% -*- TeX-master: "report.tex" -*-

% Problem Description

The main goal of InHome is to reduce external bandwidth usage by
satisfying web requests from the internal network of an organization.

The system setting consists of many computers or clients (ranging from
$1000$ to $10,000$ or even $100,000$) inside an organization. These
clients are connected with each other by fast network links. They are
also connected to outside entities by slower or more expensive
links. Thus, getting data from a client within the same organization
can be orders of magniture higher than getting the same data from an
external, remote server. Each client performs web requests for objects
such as web pages, music, video, or general files.

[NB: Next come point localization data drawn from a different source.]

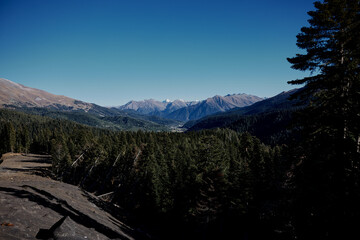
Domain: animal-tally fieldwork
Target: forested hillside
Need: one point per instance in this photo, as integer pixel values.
(198, 184)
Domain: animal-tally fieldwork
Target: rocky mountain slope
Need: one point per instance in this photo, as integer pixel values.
(17, 95)
(39, 102)
(183, 111)
(267, 119)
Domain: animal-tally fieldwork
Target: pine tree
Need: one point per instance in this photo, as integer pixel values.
(327, 178)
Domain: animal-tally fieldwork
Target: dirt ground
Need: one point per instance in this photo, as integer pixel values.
(34, 206)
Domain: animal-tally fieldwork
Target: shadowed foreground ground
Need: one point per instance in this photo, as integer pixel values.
(34, 206)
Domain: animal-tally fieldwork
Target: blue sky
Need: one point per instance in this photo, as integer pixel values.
(112, 51)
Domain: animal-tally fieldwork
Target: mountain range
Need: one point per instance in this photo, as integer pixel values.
(181, 110)
(230, 111)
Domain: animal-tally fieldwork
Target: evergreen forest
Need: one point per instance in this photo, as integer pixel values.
(300, 181)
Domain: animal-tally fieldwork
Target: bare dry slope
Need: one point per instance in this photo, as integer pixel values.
(18, 95)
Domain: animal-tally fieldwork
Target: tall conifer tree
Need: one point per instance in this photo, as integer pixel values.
(327, 178)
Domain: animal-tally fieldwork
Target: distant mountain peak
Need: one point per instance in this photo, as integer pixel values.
(182, 110)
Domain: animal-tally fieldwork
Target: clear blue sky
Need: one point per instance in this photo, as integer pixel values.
(112, 51)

Some of these
objects have already been requested by other clients inside the
network. InHome would like to fetch these objects from the local
clients rather than from the external origin server.
 

An ideal solution should have the following properties:
\begin{enumerate}
\item The clients should not see a significant increase in latency.
\item The clients should not store data they are not interested in.
\item The system should not require new hardware and maintenance. 
\item The system should be customizable for organization sizes.
\end{enumerate}

The first property of InHome is the most important; if InHome
significantly increases the latency of fetching web content, clients
may not be willing to use the system. As we will discuss in Section
\ref{sec:Search}, clients can tradeoff latency for bandwidth
reduction. If they are willing to wait more, there is a higher chance
that the desired data is retrived from the InHome local network which
results in higher reductions in external bandwidth usage.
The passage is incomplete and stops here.